Persistent memory dramatically improved Turn 2's ability to provide **specific, actionable recommendations** by retrieving relevant research findings from Turn 1.

### The Collaborative Process

**Turn 1 - Research Phase** (5 minutes):
1. Agents used crawl4ai to scrape arXiv
2. Retrieved 20+ papers on multi-agent systems from late 2025
3. Analyzed coordination mechanisms, voting strategies, tool patterns, architectures
4. Generated comprehensive research summary (~133 lines)
5. **🆕 Memory recorded 54 facts automatically**

**Example facts stored**:
> "Multi-layer memory folding that includes short-term windows, episodic timelines, and semantic summaries allows agents to manage large contexts efficiently, reducing token usage while maintaining factual recall, which is crucial for long-horizon tasks and fine-tuning."

> "In 2025, multi-agent and agentic-AI systems evolved from ad-hoc multi-LLM setups to using structured workflows including hierarchical planning, task graphs, and planner-executor separations, which improve coherence, scalability, and fault tolerance."

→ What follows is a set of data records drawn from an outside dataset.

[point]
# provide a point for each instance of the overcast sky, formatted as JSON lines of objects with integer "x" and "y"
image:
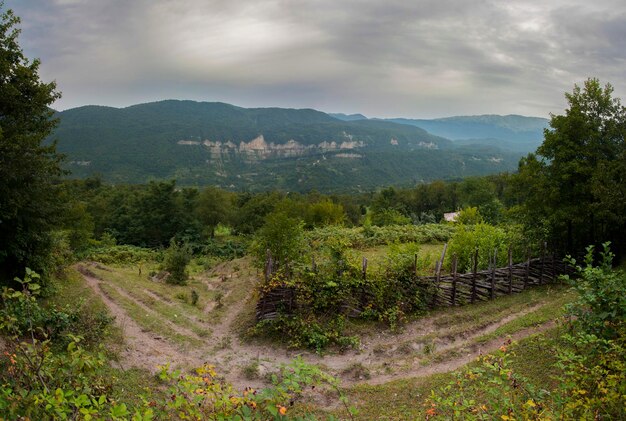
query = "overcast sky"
{"x": 382, "y": 58}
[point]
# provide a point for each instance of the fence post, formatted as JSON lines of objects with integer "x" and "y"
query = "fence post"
{"x": 440, "y": 263}
{"x": 454, "y": 263}
{"x": 510, "y": 270}
{"x": 474, "y": 271}
{"x": 268, "y": 264}
{"x": 492, "y": 292}
{"x": 527, "y": 274}
{"x": 543, "y": 261}
{"x": 364, "y": 268}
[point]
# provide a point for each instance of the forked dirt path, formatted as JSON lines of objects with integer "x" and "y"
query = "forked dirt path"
{"x": 231, "y": 356}
{"x": 142, "y": 349}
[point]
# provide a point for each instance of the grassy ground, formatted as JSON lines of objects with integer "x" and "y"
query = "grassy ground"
{"x": 377, "y": 256}
{"x": 124, "y": 384}
{"x": 167, "y": 310}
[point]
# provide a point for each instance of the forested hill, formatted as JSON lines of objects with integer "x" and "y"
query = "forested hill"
{"x": 511, "y": 132}
{"x": 201, "y": 143}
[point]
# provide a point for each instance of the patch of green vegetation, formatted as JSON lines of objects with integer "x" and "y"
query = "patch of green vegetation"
{"x": 148, "y": 319}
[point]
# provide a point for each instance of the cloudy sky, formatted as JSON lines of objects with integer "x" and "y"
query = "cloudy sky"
{"x": 382, "y": 58}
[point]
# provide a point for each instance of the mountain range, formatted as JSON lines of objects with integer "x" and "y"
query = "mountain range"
{"x": 200, "y": 143}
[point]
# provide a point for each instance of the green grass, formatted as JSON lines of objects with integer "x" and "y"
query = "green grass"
{"x": 148, "y": 320}
{"x": 166, "y": 304}
{"x": 377, "y": 255}
{"x": 406, "y": 399}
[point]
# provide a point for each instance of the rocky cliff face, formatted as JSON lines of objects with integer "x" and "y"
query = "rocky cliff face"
{"x": 258, "y": 148}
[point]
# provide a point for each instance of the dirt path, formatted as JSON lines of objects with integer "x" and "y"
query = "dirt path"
{"x": 233, "y": 358}
{"x": 142, "y": 349}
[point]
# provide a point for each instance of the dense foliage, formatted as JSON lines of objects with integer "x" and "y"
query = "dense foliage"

**Turn 2 - Implementation Phase** (6 minutes):
1. Agents have Turn 1's full answer in context (standard multi-turn)
2. **🆕 System automatically retrieves 10 relevant facts** from Turn 1 via semantic search
3. **🆕 Facts injected as system message**: "Relevant memories: ..."
4. Read MassGen codebase (`massgen/` and `docs/` directories)
5. Cross-referenced Turn 1 answer + retrieved facts + current architecture
6. Generated prioritized implementation plan (~110 lines)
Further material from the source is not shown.